AVALON    (1990)

Movie Info

Movie Info

Director
Barry Levinson
Run Time
2 hours and 8 minutes

VP Content Ratings

Violence
1/10
Language
1/10
Star Rating
★★★★★5 out of 5

This is one of 3 films from VP’s archives recommended for Thanksgiving viewing.

(Also see What’s Cooking? & Broadway Danny Rose.)

Rating PG. Running time: 2 hours 8 min.

Our content ratings Violence 1; Language 1; Sex/Nudity 1

Our star rating (1-5): 5

O give thanks to the Lord, for he is good, for his steadfast love endures forever.

Psalm 118:29

AVALON was director-writer Barry Levinson’s third film set in his native Baltimore. It starts out on the night of July 4th when Sam Krichinsky first sets foot on American soil near the beginning of this century. Brought over from Poland by his older brothers, Sam thinks that the dazzling display of sky rockets are a promising portent of good things to come. We move quickly through his early life, his marriage, the birth of his son Jules, and the latter’s entrance into a new kind of business, that of selling home appliances. As the business grows, so does the family, young Michael, Jules’ son, especially becoming the apple of Sam’s eye. The huge clan is a close one, as long as they remain in the Avalon district of Baltimore, but after the Second World War, the desire to move to the suburbs begins to loosen the family ties.

The extended family always gathers at Sam and Eva Krichinsky’s home for Thanksgiving, even though she does not really understand the holiday. It’s something that Americans are supposed to do, so she serves up turkey and all the trimmings. The others aren’t much help in enlightening her, one of them asking, “Who are we to thank?”
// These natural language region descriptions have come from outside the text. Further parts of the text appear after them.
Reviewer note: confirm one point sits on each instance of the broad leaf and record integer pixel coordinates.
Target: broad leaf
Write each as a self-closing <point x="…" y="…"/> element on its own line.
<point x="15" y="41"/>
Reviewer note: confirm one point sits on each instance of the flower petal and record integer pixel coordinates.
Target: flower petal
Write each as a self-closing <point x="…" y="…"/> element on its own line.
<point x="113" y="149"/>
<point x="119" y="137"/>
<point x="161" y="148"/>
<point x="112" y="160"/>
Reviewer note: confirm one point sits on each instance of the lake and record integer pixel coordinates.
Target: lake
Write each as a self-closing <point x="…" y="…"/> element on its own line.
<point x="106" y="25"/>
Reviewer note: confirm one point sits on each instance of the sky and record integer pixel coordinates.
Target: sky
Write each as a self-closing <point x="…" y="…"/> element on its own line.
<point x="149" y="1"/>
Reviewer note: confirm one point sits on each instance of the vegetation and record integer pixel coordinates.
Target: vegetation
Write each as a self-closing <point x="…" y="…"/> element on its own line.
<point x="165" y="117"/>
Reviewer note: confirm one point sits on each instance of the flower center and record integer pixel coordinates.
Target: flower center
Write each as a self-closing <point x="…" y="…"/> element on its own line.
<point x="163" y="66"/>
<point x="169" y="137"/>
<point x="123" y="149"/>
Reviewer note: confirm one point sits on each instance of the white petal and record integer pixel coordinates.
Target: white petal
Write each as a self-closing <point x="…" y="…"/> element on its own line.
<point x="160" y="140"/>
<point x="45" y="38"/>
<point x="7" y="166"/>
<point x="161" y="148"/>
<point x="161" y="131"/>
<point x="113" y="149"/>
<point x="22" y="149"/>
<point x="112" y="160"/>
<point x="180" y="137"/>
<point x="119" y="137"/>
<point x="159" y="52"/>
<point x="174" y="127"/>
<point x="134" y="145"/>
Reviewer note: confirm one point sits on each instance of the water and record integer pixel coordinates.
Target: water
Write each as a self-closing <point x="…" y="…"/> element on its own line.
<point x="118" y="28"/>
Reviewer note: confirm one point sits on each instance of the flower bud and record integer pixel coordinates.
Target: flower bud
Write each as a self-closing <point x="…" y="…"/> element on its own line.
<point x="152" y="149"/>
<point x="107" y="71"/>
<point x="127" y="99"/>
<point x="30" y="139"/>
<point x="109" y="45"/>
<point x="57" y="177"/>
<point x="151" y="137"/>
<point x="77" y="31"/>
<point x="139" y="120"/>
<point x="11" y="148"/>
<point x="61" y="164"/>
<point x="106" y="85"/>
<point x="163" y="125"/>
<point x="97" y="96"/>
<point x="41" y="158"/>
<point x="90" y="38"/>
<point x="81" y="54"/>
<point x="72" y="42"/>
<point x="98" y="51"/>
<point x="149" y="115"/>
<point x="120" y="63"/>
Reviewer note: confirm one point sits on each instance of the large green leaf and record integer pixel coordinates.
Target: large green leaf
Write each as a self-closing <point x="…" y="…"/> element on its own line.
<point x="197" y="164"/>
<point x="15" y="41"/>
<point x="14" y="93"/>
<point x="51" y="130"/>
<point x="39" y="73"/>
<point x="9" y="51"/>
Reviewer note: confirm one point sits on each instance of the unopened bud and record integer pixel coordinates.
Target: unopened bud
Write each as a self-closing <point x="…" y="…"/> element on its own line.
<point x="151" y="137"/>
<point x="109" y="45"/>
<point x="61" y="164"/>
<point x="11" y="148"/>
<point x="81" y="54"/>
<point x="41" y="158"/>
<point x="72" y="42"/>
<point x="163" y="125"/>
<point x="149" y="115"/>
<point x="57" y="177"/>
But to Sam Thanksgiving is mainly the time to gather the children around him and tell them again how he and his brothers came to America. Tired of hearing it, the other adults try to shush him, but Sam takes no heed. “The children need to know,” Sam declares. The dinners are always late because one of the brothers is always late in arriving. Each year he has a different excuse. However, it is a rigid rule that the dinner does not begin until all four brothers and their families have arrived. When Sam breaks this rule because of his impatience in getting started there are sad consequences that foreshadow the changes that almost every close-knit family will undergo with the advent of suburbanization and television.

The film is a richly textured one, detailing the important events that shaped their relationships. Very moving is the scene in which young Michael, believing that he and his cousin are responsible for the fire that destroyed their fathers’ appliance store, cannot confide in his father, going instead to his grandfather and confessing to him on the old man’s porch. Very different from this is the funny scene centering on the arrival of the family’s first television set. In the late 40’s there was little daytime broadcasting, other than a test pattern. When the family gathers in front of the set, they turn it on and wait expectantly for something to happen. The test pattern appears. They sit there and wait and wait. Not very exciting, is Sam’s judgment finally as he gets up and leaves the room. Of course, later they are watching the programs all America is watching, and we notice that their relationship changes. There is less talk. Less family gatherings, because no one wants to miss their favorite shows. At the end of the film the dominance of, and companionship, television is especially poignant.

Mr. Levinson assembled a great cast to bring his story alive: Armin Mueller-Stahl (remember him as the abusive father in Shine?) is Sam, and Joan Plowright is Eva Krachinsky. Aiden Quinn plays their son Jules, and Elizabeth Perkins is his wife Ann. A young Elijah Wood shines as their son Michael.  A good film to watch with the family, especially if one wants to celebrate the special place that grandfathers can have in our lives.